(atualiza com novo número de vítimas e acrescenta novas explosões) Nova Délhi, 6 abr (EFE).- Pelo menos sete pessoas morreram hoje e 50 ficaram feridas após a explosão de três bombas em diferentes pontos do estado indiano de Assam, no nordeste do país, informaram fontes policiais.

Citado pela agência "Ians", G.P. Singh, subinspetor da Polícia regional, explicou que sete pessoas morreram e outras 45 ficaram feridas quando uma bomba colocada em uma motocicleta estacionada em uma movimentada zona comercial explodiu em Guwahati, a principal cidade de Assam.

O atentado ocorreu às 14h locais (5h30 de Brasília) no bairro de Maligaon, situado nos arredores do município.

Segundo uma fonte policial citada pela agência "PTI", logo após a explosão houve um incêndio que atingiu um edifício de três andares no qual existe uma delegacia.

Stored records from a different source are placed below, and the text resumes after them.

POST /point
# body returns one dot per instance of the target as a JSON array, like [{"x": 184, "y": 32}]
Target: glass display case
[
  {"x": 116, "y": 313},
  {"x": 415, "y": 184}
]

Duas horas mais tarde, uma segunda bomba explodiu no município de Dhekiajuli, a cerca de 150 quilômetros ao norte de Guwahati, e deixou quatro pessoas feridas.

Já no distrito de Karbi Anglong a explosão de uma terceira bomba fez dois feridos.

As autoridades suspeitam que o grupo separatista Frente Unida para a Libertação de Assam (Ulfa, em inglês), que constantemente comete atentados na região, está por trás destes ataques.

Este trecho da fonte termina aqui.